No,. Rich Lowry isn’t talking about the TV sbow. Instead he’s defending the concept that has come under attack in recent days.
Confronted by a clear and present fascist threat, the staff of the New York Times rose up last week to humiliate and punish quislings in its ranks.
In a now famous op-ed, Arkansas senator Tom Cotton called for federal troops to quell riots and looting, an idea that the Times staff considered worthy of Oswald Mosley or Benito Mussolini.
As the Times was disavowing the Cotton piece and preparing to push out or demote its top opinion staffers for publishing it, columnist Michelle Goldberg wrote a response called “Tom Cotton’s Fascist Op-Ed.”

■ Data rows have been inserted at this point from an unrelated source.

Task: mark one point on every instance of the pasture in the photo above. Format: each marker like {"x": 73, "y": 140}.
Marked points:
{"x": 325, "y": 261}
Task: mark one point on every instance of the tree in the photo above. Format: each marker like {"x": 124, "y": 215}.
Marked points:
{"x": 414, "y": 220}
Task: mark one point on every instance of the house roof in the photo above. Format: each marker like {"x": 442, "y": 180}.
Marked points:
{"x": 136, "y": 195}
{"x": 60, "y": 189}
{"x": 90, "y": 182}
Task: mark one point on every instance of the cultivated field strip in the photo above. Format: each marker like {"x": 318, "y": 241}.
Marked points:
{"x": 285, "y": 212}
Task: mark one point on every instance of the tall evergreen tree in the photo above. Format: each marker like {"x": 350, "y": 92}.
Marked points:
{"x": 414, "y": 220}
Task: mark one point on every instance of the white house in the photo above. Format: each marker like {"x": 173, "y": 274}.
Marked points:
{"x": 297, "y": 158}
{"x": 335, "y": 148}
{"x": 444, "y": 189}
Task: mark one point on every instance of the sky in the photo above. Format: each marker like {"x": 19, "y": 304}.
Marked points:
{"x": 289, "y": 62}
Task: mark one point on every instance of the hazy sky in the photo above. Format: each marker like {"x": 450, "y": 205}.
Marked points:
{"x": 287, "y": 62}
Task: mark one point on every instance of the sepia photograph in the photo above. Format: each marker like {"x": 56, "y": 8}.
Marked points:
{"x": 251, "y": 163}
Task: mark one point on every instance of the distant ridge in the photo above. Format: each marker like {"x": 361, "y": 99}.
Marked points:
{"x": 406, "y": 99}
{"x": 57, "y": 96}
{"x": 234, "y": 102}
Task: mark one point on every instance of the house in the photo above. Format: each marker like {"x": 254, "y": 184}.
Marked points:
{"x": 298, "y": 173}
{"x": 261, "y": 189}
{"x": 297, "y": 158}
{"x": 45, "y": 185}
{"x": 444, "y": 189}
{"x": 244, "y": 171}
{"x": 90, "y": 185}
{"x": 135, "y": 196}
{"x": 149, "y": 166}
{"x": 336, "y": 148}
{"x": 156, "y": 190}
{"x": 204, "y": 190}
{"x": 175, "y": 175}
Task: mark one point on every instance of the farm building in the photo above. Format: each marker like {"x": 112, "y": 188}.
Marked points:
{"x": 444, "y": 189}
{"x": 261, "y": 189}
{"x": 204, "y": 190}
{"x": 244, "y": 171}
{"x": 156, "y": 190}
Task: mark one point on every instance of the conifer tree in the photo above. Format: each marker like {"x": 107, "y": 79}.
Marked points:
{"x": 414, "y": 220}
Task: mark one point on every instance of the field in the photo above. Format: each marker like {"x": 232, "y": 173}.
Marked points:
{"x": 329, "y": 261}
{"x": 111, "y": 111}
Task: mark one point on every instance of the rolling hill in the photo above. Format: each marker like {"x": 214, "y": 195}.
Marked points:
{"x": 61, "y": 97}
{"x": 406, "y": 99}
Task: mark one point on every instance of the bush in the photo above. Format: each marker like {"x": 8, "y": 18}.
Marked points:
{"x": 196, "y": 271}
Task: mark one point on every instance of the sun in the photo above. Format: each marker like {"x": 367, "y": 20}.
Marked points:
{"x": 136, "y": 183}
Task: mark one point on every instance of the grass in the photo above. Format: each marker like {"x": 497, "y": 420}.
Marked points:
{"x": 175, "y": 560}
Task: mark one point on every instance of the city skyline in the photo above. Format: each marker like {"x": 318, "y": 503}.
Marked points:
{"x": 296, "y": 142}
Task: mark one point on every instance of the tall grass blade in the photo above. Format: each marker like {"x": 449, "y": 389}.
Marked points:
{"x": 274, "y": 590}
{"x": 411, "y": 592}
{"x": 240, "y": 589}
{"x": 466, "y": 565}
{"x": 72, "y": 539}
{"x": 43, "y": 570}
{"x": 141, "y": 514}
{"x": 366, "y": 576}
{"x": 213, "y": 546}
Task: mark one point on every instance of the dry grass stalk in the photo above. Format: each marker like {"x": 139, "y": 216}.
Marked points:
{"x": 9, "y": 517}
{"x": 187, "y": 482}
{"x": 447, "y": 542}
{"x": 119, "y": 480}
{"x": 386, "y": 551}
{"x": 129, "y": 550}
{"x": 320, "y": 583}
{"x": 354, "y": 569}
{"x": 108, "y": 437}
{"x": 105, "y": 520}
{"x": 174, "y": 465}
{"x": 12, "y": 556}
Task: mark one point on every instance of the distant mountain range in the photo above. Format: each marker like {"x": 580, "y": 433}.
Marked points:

She acknowledged that the Times published Russian president Vladimir Putin and Taliban leader Sirajuddin Haqqani, and “a similar case could be made for hearing from Cotton, an enemy of liberal democracy.” But the difference is that Cotton “is calling for what would almost certainly amount to massive violence against his fellow citizens.”
The sophomoric and ahistorical charge that President Donald Trump and his supporters are fascists is now a staple of elite left-of-center opinion. That it has gained such traction is a sign of the ever-increasing ideological radicalism of Trump’s opposition and of the ever-diminishing ambit for free and open debate — fascists are to be shut down, as the Times staff insisted, not tolerated.
There is no doubt that Trump’s periodic blustery assertions of having total authority are gross, would freak out Republicans if a Democrat made them, and deserve to be condemned. The president loves strength and is drawn to theatrical demonstrations of his own power.
But his critics are unable to distinguish between wild statements at press briefings or in cruel tweets on the one hand and establishing a one-party state or invading France on the other.
Law and order, a favorite Trump theme, is not fascism.